Y me podrán decir, con toda la razón, que no es lo mismo negarse a comer nada transgénico que negarse a vacunar a los niños. Es cierto, no lo es. Pero todo está bajo el mismo paraguas y, en general, tiene la misma base científica inexistente.

Por eso, me parece que lo que se debe hacer no es culpar ni perseguir a los padres de nadie, sino informar, informar, informar e informar. Asegurarnos de que todos los niños entienden desde el colegio qué es una vacuna, de qué está hecha y para qué sirve, explicando muy despacito qué pasaba en el mundo antes de que existieran.

Educar a los padres de manera muy activa en la importancia de inmunizar a sus hijos. No dar por hecho que las vacunas son buenas y todo el mundo lo sabe. Porque los otros, los que defienden "pasar las enfermedades naturalmente", van a hacer propaganda, van a ir a buscarlos, van a darles todos sus argumentos mentirosos y seductores... mientras los demás damos por hecho que con el sentido común es suficiente. No lo es. Nunca lo es.

Y es que, joder, en este debate los argumentos reales, fiables, científicos y ciertos están
de nuestra parte.

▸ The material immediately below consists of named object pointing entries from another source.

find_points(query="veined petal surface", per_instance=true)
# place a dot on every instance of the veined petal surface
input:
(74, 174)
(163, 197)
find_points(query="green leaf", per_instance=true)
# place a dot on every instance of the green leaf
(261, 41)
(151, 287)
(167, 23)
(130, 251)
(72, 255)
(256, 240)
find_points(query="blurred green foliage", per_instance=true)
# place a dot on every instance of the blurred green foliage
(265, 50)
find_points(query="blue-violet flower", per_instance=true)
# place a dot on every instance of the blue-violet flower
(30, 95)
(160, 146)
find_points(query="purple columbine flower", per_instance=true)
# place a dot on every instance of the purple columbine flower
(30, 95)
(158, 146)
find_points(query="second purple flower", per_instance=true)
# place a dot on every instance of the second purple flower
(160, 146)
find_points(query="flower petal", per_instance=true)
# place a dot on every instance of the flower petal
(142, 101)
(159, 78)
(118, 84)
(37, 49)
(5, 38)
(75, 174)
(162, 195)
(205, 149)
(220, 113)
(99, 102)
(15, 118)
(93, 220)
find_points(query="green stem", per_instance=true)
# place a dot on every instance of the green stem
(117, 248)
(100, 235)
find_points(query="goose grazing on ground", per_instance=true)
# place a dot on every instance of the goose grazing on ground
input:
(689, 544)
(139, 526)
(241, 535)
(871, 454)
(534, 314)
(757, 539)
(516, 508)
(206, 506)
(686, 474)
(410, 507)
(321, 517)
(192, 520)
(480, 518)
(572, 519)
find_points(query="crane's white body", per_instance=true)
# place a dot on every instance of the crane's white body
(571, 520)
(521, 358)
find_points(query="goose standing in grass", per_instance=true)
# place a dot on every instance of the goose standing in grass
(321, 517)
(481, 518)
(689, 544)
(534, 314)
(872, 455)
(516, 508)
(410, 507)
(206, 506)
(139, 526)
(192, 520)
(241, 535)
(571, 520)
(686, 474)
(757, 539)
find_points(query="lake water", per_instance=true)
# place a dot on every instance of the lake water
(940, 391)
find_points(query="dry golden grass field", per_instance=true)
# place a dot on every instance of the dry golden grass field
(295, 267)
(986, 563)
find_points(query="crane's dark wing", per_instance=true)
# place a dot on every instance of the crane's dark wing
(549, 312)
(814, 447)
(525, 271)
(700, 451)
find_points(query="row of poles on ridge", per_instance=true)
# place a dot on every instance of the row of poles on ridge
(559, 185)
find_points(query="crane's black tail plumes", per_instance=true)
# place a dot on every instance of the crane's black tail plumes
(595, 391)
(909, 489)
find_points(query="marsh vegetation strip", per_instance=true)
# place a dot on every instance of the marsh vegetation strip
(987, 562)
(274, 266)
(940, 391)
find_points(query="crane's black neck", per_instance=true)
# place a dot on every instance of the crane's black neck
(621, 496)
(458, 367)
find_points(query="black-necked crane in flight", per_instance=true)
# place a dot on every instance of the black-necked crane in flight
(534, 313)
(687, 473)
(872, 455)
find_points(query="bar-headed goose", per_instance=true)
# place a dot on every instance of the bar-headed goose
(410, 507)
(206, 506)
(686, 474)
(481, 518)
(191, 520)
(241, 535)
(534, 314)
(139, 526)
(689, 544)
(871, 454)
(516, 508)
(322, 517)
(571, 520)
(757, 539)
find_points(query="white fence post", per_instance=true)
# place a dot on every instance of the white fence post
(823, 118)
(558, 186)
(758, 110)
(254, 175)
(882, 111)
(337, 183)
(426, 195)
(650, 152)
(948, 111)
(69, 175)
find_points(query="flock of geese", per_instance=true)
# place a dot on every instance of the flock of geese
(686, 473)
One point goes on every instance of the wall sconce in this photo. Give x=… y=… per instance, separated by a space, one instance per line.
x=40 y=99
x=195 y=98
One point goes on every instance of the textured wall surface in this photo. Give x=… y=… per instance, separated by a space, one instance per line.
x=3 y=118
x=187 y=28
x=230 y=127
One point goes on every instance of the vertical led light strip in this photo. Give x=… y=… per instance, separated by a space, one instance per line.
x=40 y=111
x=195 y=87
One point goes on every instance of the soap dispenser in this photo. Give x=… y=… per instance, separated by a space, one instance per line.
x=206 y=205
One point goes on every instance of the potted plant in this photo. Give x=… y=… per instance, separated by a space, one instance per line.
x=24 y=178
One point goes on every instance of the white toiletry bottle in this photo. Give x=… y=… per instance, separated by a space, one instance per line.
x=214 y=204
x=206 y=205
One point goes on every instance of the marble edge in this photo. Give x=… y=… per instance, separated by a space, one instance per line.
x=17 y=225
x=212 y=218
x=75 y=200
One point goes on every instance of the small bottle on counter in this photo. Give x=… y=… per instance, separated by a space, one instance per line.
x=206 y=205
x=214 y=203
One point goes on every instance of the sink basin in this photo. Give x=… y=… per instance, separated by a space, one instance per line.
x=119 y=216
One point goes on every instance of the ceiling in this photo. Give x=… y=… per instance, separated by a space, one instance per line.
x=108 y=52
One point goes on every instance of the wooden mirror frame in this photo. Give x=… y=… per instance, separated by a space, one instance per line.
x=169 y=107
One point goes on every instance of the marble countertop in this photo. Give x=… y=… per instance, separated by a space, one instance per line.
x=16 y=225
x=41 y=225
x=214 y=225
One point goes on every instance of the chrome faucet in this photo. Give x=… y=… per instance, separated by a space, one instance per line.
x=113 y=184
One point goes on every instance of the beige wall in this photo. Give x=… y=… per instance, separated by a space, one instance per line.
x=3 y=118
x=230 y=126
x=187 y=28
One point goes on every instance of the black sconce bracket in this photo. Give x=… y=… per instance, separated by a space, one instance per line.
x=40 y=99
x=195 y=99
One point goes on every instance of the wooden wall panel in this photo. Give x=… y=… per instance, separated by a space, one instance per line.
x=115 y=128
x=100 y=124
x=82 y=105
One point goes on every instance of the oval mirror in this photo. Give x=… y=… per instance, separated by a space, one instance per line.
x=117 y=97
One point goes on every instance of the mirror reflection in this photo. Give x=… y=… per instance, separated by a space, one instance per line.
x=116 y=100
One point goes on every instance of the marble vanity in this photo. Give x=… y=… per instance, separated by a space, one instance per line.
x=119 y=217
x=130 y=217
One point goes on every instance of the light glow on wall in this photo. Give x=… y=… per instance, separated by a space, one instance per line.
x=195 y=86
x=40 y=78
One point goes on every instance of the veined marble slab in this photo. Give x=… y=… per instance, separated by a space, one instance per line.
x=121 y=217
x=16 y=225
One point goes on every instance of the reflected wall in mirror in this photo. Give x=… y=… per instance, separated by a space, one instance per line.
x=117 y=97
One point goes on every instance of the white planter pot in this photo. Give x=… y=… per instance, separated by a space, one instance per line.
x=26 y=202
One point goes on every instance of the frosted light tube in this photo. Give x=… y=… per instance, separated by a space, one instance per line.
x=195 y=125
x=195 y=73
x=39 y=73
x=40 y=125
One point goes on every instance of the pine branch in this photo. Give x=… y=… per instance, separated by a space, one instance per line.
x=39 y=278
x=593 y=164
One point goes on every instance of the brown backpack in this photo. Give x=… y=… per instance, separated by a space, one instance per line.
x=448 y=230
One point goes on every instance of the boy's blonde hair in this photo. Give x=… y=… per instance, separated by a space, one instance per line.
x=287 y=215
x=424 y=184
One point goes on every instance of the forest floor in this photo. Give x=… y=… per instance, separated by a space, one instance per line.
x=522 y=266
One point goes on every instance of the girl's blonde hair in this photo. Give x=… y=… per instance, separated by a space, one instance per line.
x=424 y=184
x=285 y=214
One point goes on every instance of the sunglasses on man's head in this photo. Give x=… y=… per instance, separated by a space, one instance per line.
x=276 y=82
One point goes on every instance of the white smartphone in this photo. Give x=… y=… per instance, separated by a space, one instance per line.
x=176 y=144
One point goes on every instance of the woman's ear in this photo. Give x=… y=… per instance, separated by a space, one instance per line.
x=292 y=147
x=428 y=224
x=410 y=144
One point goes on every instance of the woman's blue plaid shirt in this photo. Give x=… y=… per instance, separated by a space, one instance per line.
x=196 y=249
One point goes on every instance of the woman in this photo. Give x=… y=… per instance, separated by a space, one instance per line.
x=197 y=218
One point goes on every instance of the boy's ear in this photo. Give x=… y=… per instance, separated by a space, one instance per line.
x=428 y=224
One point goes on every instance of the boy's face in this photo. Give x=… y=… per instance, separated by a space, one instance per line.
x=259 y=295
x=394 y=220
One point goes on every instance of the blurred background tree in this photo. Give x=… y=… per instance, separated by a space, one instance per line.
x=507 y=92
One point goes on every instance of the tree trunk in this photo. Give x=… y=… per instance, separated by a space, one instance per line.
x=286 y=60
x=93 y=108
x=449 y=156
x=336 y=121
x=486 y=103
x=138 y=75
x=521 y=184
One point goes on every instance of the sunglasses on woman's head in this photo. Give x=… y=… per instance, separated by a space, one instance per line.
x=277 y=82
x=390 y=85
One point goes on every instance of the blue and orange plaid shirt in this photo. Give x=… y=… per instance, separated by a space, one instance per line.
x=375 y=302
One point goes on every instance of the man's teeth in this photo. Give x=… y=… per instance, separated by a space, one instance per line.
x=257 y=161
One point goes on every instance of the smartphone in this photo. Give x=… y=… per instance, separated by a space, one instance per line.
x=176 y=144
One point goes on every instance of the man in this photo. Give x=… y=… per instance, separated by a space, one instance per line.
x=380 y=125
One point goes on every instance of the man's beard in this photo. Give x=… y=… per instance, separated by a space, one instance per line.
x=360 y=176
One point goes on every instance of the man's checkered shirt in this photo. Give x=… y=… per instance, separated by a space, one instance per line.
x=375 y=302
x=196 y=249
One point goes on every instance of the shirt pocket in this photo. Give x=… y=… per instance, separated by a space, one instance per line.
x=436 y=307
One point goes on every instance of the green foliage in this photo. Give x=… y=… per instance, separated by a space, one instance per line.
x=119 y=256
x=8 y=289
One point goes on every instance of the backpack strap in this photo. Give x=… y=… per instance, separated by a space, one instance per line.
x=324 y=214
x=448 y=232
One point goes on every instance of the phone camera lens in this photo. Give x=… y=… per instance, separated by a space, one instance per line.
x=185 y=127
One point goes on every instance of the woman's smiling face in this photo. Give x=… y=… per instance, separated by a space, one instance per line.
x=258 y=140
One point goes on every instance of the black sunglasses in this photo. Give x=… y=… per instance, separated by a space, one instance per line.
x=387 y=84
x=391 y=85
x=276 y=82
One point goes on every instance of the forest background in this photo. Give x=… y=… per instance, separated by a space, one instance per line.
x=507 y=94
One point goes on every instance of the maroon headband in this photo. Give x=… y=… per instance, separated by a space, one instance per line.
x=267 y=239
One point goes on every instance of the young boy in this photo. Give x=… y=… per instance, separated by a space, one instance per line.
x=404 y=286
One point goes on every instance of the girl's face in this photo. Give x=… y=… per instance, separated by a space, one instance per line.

Hay incluso recopilaciones de recursos con los que demostrar de mil maneras (con humor, con estadísticas, con experiencias personales...) que las vacunas son la mejor opción.

Y, desde luego, no nos debe temblar la voz en decir "lo que estás diciendo es una gilipollez, y es mentira". Que parece que, con lo políticamente correcto, tenemos que aceptar que todas las ideas son igualmente respetables, dignas de ser escuchadas, y merecedoras de un mínimo de crédito. Y no, cojones.

Las ideas no son respetables, son respetables las personas. Las ideas existen para ser cuestionadas, juzgadas, alabadas, vilipendiadas, abrazadas o descartadas. Y en el caso de las ideas ignorantes, peligrosas y asesinas, para ser rechazadas con toda nuestra fuerza como mentiras manipuladoras, que es lo que son. 

A ver si, entre todos, conseguimos que este caso de difteria se quede en un triste aviso de lo que puede pasar, y no en el pistoletazo de salida para una vuelta atrás.